Lord Young’s Report into health and safety was published on 15 October 2010. When given his remit by the Prime Minister Lord Young pledged to restore “common sense” over regulation, stating "we need a system that is proportionate and not bureaucratic."

Lord Young was asked to carry out a survey of health and safety in response in part to the increasing publicity given to “health and safety gone mad” stories such as the restaurant which banned toothpicks and the contestants in a pancake race who were asked to walk and not run following rainfall. It is not only the media who come in for criticism in the report. Other targets include claims management companies, personal injury lawyers, health and safety consultants, insurance companies, local authorities and the European Commission.

The report puts forward a number of recommendations to improve the perception of health and safety to try to ensure it is taken seriously by both employers and the general public while attempting to ease the burden of health and safety requirements on small and low risk businesses.

While concluding that changes need to be made, Lord Young recognises that the Health and Safety at Work etc Act 1974 has resulted in the UK having the lowest number of non-fatal accidents and the second lowest number of fatal accidents in Europe. As such, he suggests that the problems which have arisen are linked more to the interpretation of health and safety legislation than its content.
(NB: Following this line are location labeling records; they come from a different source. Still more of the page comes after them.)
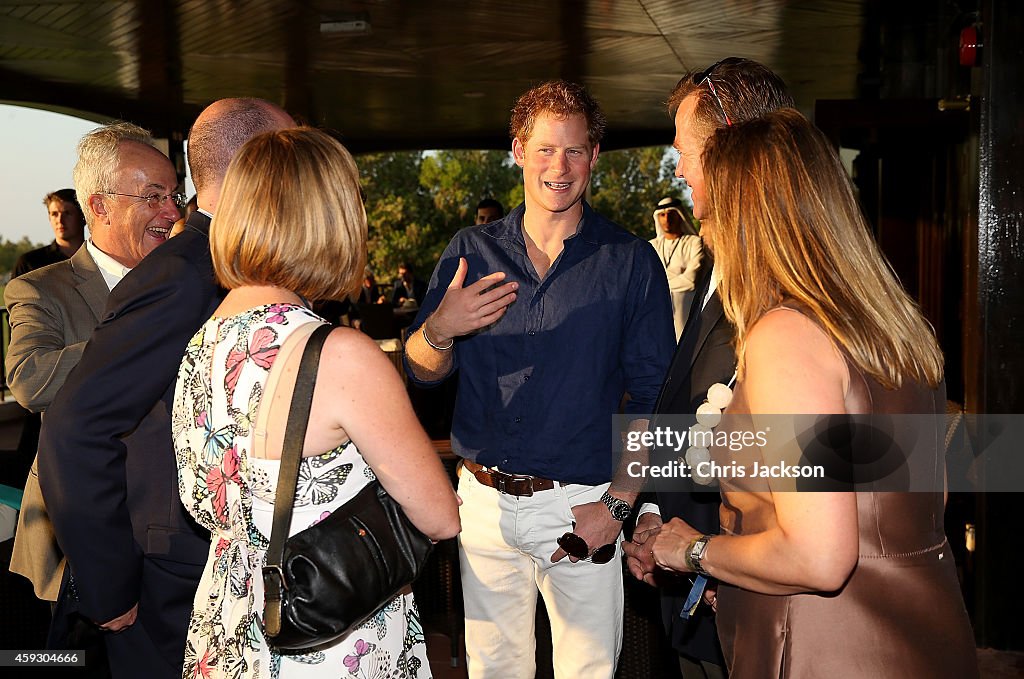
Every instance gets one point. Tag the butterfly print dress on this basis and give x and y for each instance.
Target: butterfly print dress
(214, 423)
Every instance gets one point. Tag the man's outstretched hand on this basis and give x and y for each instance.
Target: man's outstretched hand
(466, 309)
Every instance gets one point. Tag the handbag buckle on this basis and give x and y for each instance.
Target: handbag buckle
(273, 581)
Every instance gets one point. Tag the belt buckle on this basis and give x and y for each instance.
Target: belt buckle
(528, 480)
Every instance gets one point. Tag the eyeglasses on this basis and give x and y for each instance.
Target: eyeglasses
(577, 547)
(705, 77)
(155, 200)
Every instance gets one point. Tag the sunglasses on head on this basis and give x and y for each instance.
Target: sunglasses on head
(577, 547)
(705, 77)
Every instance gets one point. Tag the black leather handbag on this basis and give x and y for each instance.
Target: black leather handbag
(327, 580)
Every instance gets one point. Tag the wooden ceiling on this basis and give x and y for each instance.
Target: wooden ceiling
(422, 75)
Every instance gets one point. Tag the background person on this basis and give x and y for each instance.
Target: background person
(681, 252)
(68, 222)
(488, 210)
(550, 315)
(705, 354)
(819, 584)
(408, 290)
(105, 444)
(271, 249)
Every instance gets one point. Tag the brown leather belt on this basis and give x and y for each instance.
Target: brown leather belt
(515, 484)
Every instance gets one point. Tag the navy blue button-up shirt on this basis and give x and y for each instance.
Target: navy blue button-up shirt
(538, 389)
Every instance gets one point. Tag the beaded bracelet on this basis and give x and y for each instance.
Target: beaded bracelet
(432, 345)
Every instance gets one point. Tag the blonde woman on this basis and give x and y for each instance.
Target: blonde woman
(838, 584)
(290, 227)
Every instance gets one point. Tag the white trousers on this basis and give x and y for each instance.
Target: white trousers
(505, 553)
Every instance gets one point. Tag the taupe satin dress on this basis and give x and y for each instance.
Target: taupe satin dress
(899, 614)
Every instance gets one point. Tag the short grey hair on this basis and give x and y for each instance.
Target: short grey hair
(214, 139)
(98, 154)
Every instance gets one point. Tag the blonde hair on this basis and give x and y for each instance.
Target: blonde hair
(291, 215)
(786, 225)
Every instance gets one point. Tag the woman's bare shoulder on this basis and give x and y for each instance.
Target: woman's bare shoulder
(793, 366)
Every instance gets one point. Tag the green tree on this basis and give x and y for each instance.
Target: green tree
(627, 185)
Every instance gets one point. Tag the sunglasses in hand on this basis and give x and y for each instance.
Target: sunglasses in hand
(577, 547)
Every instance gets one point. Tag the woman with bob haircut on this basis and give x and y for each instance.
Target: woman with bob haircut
(818, 584)
(290, 227)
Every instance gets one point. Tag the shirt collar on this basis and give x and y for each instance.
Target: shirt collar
(112, 269)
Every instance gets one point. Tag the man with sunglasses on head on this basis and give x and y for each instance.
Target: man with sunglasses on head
(729, 91)
(105, 457)
(549, 315)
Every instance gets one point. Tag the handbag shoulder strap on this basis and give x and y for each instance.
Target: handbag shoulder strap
(295, 434)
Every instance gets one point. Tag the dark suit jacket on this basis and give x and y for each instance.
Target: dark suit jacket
(705, 355)
(107, 462)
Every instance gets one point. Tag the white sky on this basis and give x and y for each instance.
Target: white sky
(37, 155)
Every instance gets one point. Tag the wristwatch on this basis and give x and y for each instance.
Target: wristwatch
(620, 509)
(695, 552)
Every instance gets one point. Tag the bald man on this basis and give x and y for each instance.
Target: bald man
(105, 459)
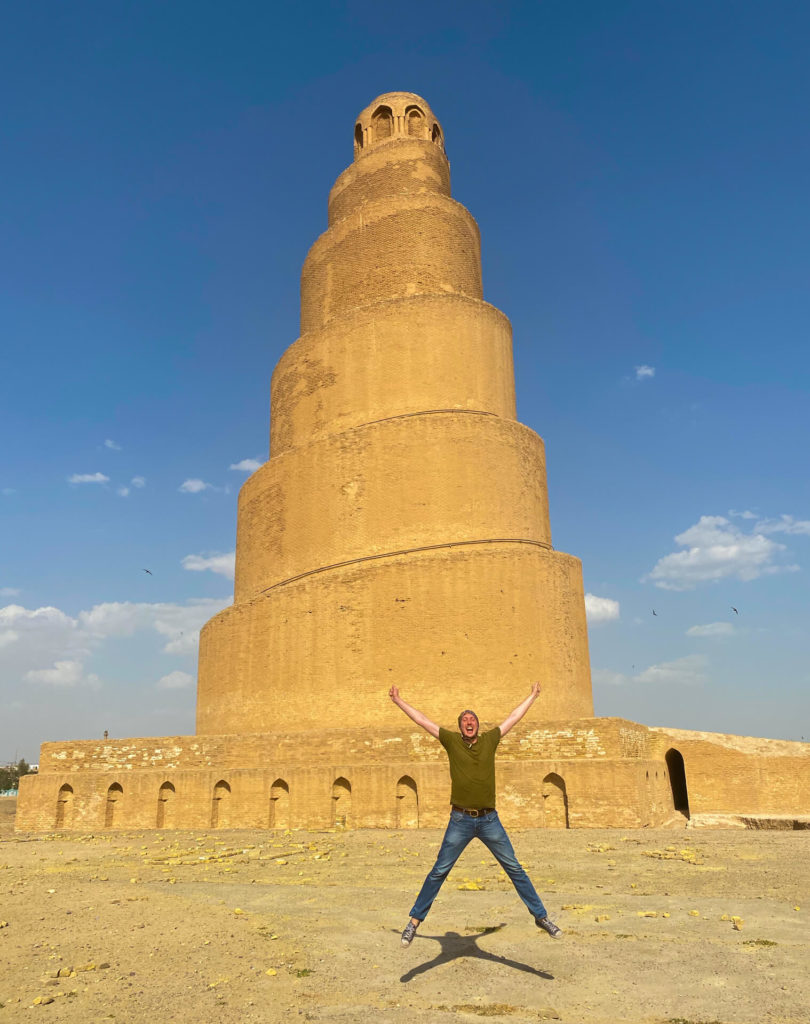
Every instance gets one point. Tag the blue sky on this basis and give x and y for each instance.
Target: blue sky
(639, 173)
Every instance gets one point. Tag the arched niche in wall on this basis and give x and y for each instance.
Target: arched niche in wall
(555, 802)
(341, 802)
(115, 796)
(65, 807)
(219, 805)
(407, 803)
(165, 816)
(280, 805)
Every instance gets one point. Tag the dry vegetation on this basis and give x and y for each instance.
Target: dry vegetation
(682, 928)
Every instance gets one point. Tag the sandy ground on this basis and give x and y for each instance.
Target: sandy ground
(278, 926)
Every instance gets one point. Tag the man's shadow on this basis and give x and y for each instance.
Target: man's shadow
(454, 946)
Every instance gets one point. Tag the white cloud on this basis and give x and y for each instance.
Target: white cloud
(221, 564)
(88, 478)
(64, 673)
(711, 630)
(194, 486)
(47, 646)
(175, 681)
(682, 672)
(784, 524)
(600, 609)
(717, 549)
(178, 624)
(603, 677)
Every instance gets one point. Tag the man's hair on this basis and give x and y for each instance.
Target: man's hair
(468, 712)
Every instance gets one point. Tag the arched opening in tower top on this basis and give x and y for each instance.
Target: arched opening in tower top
(415, 121)
(680, 795)
(114, 795)
(382, 123)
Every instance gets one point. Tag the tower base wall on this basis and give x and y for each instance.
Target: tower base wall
(582, 773)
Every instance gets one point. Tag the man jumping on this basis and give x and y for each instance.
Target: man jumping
(473, 815)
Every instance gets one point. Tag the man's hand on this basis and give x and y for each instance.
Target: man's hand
(512, 719)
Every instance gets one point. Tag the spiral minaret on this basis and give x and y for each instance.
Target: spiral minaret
(399, 531)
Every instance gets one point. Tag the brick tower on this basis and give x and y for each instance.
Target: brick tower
(399, 535)
(399, 531)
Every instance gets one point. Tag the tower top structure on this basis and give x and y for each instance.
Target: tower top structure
(394, 116)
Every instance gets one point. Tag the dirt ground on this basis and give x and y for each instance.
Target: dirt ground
(278, 926)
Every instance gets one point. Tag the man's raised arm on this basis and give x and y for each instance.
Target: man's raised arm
(519, 712)
(413, 714)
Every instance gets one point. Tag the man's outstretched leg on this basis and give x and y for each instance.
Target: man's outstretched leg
(461, 829)
(494, 836)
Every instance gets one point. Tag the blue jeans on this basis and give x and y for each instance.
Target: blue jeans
(461, 829)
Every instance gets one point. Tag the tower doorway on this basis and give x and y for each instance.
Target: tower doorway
(677, 773)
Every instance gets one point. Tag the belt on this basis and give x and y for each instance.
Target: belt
(474, 812)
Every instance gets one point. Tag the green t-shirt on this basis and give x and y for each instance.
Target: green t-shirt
(471, 767)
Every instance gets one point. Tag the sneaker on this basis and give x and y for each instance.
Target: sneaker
(546, 924)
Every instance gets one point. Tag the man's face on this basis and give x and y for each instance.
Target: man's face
(469, 726)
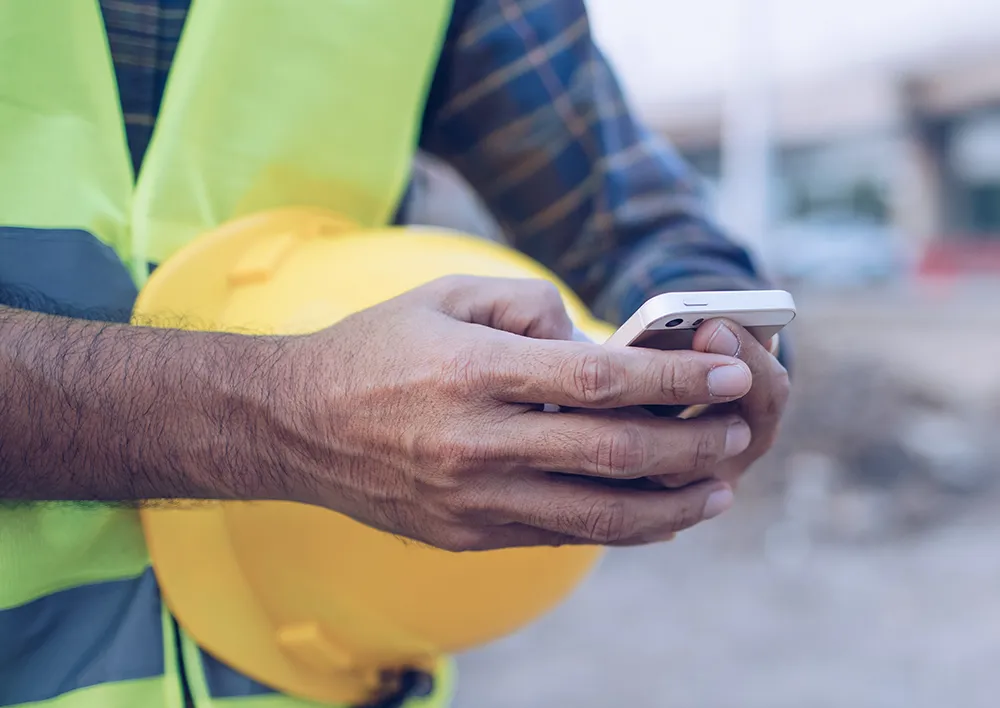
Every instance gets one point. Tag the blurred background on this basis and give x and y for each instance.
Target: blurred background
(856, 145)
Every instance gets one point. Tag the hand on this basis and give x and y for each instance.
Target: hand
(422, 416)
(763, 406)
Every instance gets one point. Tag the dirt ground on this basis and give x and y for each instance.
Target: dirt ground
(741, 613)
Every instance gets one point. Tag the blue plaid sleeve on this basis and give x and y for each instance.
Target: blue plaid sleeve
(526, 107)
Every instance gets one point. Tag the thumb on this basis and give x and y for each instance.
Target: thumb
(527, 307)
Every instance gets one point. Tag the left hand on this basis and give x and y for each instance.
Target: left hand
(763, 407)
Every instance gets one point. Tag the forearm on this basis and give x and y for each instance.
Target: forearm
(107, 412)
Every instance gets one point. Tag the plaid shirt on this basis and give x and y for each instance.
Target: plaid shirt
(525, 106)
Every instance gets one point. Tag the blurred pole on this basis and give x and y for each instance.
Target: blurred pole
(746, 127)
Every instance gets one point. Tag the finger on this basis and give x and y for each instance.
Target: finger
(524, 536)
(580, 375)
(763, 405)
(627, 447)
(591, 513)
(531, 308)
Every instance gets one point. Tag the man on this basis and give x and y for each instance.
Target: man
(526, 108)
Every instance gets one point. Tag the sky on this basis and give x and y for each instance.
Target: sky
(671, 49)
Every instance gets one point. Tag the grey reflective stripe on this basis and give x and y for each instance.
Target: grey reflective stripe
(224, 682)
(81, 637)
(63, 271)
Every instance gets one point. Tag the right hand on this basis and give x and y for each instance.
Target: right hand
(422, 416)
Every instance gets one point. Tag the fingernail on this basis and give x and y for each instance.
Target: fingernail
(737, 438)
(723, 341)
(728, 381)
(717, 503)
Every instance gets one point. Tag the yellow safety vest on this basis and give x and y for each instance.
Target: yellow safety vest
(269, 103)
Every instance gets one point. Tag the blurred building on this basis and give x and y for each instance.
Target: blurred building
(877, 123)
(868, 130)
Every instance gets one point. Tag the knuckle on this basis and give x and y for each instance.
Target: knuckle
(608, 522)
(470, 369)
(546, 292)
(782, 389)
(686, 516)
(593, 379)
(619, 453)
(707, 450)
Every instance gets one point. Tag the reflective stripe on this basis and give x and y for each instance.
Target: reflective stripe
(81, 637)
(224, 682)
(70, 270)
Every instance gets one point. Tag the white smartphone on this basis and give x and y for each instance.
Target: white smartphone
(669, 322)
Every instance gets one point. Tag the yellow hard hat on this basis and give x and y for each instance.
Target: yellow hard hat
(298, 597)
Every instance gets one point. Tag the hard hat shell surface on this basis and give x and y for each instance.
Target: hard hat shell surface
(299, 597)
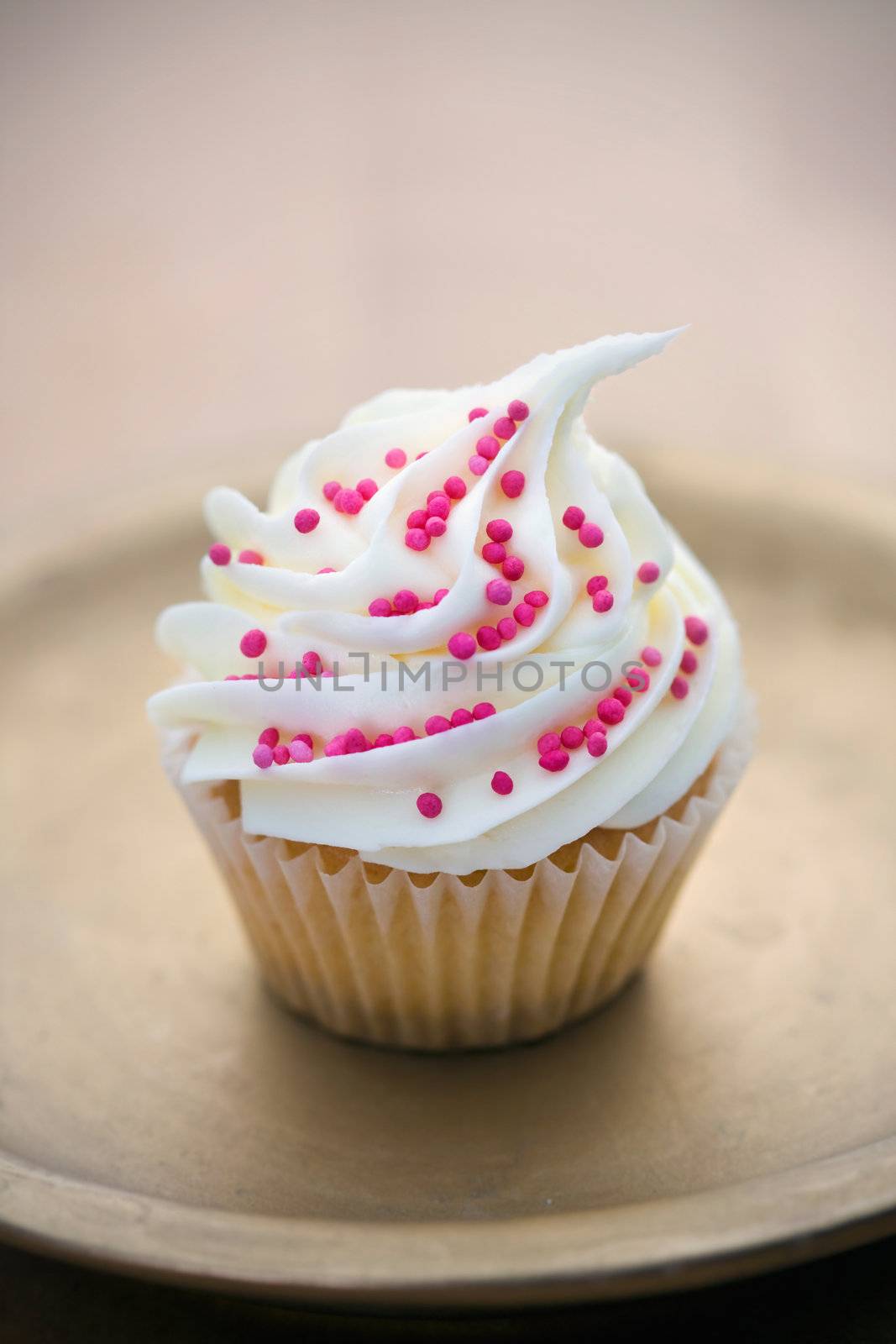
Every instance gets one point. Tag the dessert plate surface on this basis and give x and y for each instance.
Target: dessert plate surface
(734, 1110)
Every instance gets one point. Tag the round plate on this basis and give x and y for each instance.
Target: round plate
(735, 1109)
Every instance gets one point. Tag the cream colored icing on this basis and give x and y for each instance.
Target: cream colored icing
(365, 801)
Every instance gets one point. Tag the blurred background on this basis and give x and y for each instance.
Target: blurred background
(226, 221)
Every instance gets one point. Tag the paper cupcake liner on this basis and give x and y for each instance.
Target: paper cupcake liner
(443, 963)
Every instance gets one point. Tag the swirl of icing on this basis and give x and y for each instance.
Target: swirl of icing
(531, 588)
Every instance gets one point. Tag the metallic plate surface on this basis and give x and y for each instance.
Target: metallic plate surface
(735, 1109)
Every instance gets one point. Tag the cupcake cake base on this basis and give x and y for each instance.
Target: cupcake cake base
(434, 961)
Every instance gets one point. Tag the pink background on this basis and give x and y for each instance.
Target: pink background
(228, 221)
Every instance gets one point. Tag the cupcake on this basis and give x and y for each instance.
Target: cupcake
(457, 714)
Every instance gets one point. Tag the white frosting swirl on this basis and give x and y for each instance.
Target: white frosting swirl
(367, 801)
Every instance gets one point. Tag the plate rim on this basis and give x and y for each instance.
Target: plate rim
(631, 1250)
(653, 1247)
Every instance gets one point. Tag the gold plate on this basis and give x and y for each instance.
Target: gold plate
(734, 1110)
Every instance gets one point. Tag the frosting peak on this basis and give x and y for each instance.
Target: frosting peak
(493, 636)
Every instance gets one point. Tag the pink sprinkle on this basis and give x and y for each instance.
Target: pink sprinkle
(499, 530)
(590, 535)
(429, 806)
(611, 710)
(406, 601)
(696, 629)
(597, 745)
(461, 645)
(307, 519)
(499, 591)
(348, 501)
(312, 663)
(488, 638)
(488, 447)
(495, 553)
(253, 644)
(437, 723)
(513, 484)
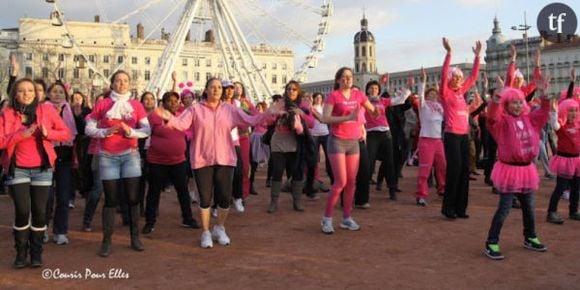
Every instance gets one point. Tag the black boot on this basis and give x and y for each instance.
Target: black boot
(36, 239)
(134, 228)
(108, 223)
(21, 238)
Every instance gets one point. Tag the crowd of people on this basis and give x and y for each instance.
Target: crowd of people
(55, 143)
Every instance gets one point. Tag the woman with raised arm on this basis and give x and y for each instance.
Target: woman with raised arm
(341, 113)
(456, 142)
(213, 157)
(118, 121)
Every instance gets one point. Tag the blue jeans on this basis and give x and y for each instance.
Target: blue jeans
(505, 204)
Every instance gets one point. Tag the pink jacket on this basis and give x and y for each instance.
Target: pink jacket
(454, 104)
(11, 130)
(517, 137)
(212, 142)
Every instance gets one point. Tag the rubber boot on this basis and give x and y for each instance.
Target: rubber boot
(108, 223)
(275, 193)
(36, 240)
(21, 238)
(297, 195)
(134, 228)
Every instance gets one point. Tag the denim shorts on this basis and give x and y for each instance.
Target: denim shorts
(35, 176)
(121, 165)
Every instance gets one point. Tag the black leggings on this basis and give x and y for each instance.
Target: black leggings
(29, 201)
(129, 194)
(214, 183)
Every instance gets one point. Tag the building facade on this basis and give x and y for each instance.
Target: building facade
(103, 48)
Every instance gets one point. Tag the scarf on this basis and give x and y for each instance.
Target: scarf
(121, 108)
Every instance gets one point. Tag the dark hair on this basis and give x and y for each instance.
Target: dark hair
(114, 75)
(59, 83)
(204, 94)
(338, 75)
(373, 83)
(30, 110)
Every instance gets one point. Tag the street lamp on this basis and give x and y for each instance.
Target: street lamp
(525, 27)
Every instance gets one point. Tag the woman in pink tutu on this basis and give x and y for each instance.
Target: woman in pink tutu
(566, 163)
(517, 132)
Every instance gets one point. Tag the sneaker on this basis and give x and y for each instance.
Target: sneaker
(492, 251)
(326, 224)
(554, 218)
(218, 234)
(147, 229)
(534, 244)
(349, 224)
(421, 202)
(363, 206)
(206, 241)
(60, 239)
(239, 205)
(192, 224)
(193, 196)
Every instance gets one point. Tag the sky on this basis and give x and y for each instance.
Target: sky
(408, 32)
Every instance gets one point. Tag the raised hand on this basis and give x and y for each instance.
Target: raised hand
(477, 48)
(447, 45)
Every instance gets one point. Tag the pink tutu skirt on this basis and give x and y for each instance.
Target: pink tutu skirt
(566, 167)
(260, 151)
(510, 178)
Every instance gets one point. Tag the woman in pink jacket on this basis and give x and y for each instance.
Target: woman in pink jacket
(213, 156)
(456, 138)
(517, 132)
(27, 130)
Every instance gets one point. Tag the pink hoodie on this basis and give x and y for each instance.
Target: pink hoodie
(454, 104)
(212, 142)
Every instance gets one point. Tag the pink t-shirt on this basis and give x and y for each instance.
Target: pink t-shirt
(344, 107)
(118, 142)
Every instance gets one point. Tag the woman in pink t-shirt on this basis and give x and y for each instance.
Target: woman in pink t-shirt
(341, 113)
(118, 121)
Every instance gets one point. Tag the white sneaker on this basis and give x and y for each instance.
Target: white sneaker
(327, 227)
(219, 234)
(193, 197)
(239, 205)
(206, 241)
(349, 224)
(60, 239)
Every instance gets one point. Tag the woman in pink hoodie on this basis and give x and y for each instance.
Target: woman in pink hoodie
(517, 132)
(456, 138)
(213, 157)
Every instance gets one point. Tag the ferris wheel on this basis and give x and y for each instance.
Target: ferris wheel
(239, 26)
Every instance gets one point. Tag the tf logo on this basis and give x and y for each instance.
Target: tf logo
(557, 22)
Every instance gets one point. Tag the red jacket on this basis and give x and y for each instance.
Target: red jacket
(11, 130)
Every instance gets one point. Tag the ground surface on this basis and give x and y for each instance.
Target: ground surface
(400, 246)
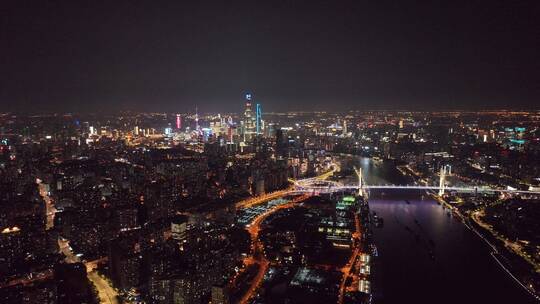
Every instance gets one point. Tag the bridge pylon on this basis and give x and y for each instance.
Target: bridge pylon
(442, 180)
(360, 182)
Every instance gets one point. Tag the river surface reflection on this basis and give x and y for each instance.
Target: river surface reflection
(427, 255)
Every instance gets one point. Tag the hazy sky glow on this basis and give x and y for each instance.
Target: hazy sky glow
(294, 55)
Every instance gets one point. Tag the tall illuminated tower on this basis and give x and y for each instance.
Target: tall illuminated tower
(178, 122)
(258, 118)
(249, 126)
(197, 119)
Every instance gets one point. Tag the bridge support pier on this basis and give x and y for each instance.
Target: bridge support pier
(442, 180)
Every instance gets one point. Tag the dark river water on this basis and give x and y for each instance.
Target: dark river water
(427, 255)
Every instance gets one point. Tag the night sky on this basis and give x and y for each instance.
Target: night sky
(293, 55)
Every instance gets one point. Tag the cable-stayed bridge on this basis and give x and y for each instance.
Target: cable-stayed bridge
(316, 185)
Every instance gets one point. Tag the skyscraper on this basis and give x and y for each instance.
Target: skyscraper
(178, 122)
(249, 120)
(258, 119)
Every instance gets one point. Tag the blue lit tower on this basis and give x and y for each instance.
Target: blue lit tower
(258, 118)
(249, 120)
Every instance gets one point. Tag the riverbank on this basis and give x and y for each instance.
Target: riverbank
(504, 256)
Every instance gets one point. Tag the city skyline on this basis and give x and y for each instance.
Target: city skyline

Some key focal points of the report are:

  • The effect of the “compensation culture”, deeming this to “be at the heart of the problems” facing health and safety today;
  • Making health and safety requirements less cumbersome for medium and small businesses and low hazard workplaces; and
  • Improving the standards of health and safety consultancies.

The Report makes a number of recommendations seeking to improve the current system and improve the standing of health and safety in the eyes of the public. Many of these are raised below. The report also makes various recommendations relating to local authorities, education, food safety, adventure training, police and fire services. These recommendations are not discussed in this paper.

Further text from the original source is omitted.